I. Reformes Politiques
Le niveau de la contestation politique, qui a caractérisé la deuxième république, est un véritable hommage au courage de certains leaders des partis d'opposition et de leurs sympathisants. Ces femmes et hommes ont eu l'intrépidité d'exprimer leurs opinions, face à une rare intolérance et une répression sauvage. Cependant, beaucoup de ces partis ont aussi attisé l'ethnocentrisme que le pouvoir a utilisé pour consolider ses assises. Ceux-la ont, à leur tour, malheureusement eu recours à des arguments émotionnels pour galvaniser l'adhérence à leurs organisations. De ce fait, le danger le plus sérieux, aujourd'hui en Guinée, demeure cette partition de fait qui pourrait, dans le futur, empêcher une collaboration nécessaire entre tous les Guinéens.
Pour palier à cette division, il serait indispensable de mettre en place des codes, qui contraignent les partis politiques à adopter un langage plus inclusif. Ainsi une formule à considérer serait de modifier les règles électorales de telle sorte à ce que lors d'élections nationales, les partis politiques soient tenus d'obtenir une proportion (par exemple 10%) de leur suffrage en dehors de la région où ils auront obtenu les plus grands scores. Ainsi tous les partis seront contraints de solliciter des adhérents dans les autres régions, et par ce biais encouragés à tenir un langage plus républicain.
La décentralisation, la dévolution de pouvoirs politiques, financiers et administratifs à des institutions et personnes physiques élues aux niveaux des municipalités locales, est une tendance croissante dont l'expérience prouve être un schéma administratif qui encourage la démocratie. Pendant qu'un nombre croissant de pays du tiers monde travaillent à développer les capacités et accroître l'autorité des élus locaux, il est regrettable que le gouvernement guinéen lui a choisi d'abroger (illégalement disent certain juristes) des provisions de la constitution qui encourageaient une plus grande décentralisation.

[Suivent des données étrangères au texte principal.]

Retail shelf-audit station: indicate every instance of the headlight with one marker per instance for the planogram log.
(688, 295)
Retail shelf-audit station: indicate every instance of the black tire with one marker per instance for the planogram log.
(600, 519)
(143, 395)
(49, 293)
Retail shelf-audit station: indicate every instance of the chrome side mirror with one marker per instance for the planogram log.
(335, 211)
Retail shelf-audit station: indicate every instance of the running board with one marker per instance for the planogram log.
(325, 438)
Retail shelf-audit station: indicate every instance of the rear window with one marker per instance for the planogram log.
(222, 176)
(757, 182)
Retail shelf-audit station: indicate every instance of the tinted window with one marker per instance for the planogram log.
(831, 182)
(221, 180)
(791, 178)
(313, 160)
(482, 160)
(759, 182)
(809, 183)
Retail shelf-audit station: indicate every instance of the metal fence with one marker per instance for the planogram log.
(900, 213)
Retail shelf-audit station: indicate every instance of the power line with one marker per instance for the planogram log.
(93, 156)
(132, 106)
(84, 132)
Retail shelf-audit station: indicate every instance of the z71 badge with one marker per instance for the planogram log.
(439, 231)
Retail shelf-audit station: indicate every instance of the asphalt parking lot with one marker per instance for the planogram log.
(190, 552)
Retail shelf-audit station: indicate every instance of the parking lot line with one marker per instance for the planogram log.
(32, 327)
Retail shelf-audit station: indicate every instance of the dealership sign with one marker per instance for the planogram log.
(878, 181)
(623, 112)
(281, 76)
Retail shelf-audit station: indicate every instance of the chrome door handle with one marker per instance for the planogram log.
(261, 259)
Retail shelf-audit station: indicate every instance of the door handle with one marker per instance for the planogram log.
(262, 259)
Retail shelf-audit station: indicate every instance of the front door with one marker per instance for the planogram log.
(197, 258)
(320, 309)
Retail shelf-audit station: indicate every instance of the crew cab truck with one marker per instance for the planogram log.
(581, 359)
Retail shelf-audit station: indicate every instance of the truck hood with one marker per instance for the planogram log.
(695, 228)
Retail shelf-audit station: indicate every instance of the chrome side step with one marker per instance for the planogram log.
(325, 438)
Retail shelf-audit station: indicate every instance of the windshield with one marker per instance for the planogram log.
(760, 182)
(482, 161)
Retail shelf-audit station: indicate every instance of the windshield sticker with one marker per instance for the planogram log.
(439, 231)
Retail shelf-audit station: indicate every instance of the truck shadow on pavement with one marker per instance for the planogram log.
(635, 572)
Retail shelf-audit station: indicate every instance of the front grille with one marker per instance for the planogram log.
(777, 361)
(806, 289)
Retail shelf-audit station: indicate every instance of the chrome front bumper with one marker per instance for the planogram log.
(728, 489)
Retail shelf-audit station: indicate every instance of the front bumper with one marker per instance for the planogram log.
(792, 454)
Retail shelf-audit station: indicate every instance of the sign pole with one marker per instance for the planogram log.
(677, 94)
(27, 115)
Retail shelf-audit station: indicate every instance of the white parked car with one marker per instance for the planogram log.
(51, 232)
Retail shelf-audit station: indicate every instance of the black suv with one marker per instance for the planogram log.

La décentralisation est une forme de gestion administrative qui comporte plusieurs avantages dont:
• Une segmentation de l'autorité en des pouvoirs plus restreints et moins successibles de produire la dictature et la corruption.
• Un accroissement de l'efficacité administrative.
• Une réduction de l'ampleur du gouvernement central.
• Une plus grande participation des citoyens dans la gouvernance.
• Une meilleure capacité pour les citoyens de jauger les processus de décisions gouvernementales.
Pour être efficace ce pouvoir local doit hériter d'une autonomie politique (organisation et gestion des structures), une indépendance financière (à travers une fiscalité propre ou une allocation du gouvernement centrale) et une responsabilité administrative définie. La décentralisation véritable exige la présence d'élus locaux qui répondent à leurs électeurs. Quand de tels gouvernants sont nommés, plutôt qu'élus, ils ne tiennent pas compte des aspirations des citoyens et deviennent plutôt tributaires de l'administration centrale duquel dépend leur emploi.
La décentralisation est un catalyseur pour la démocratie dans la mesure où elle apporte la gouvernance à proximité des citoyens, et encourage leur participation dans l'identification et l'élaboration des projets, des codes et des lois qui affectent la communauté. Dans un gouvernement décentralisé, les populations, même celle vivant dans les coins les plus reculés du pays, ont l'assurance d'une participation direct aux décisions qui non seulement affectent leur bien être mais qui contribuent aussi à façonner les politiques générales du pays qu'ils partagent avec leur concitoyens. La décentralisation a tendance à encourager une plus grande participation dans la mesure où son efficacité est tributaire des organisations locales qui aident les citoyens à participer au processus d'identification des priorités, de leur suivi et des résultats obtenus par les élus.
Un système décentralisé repose nécessairement sur une structure politique expérimentée. Il est juste de reconnaître que la première république a été en mesure de développer une charpente politique très décentralisée. Ceci offre aux Guinéens une expérience et une structure qui peut servir de base à une administration décentralisée et efficace.
Un système décentralisé a aussi besoin de ressources humaines compétentes pour la gestion de ses administrations. Ceci inclus la gestion de personnel et des finances, la capacité d'élaborer des programmes et projets et d'en faire le suivi. C'est la peut être que réside la plus grande carence des futures localités Guinéenne. Sur ce point plusieurs institutions multilatérales ont déjà entrepris un effort de formation appréciable qui devrait être accentué par les futurs gouvernants Guinéens.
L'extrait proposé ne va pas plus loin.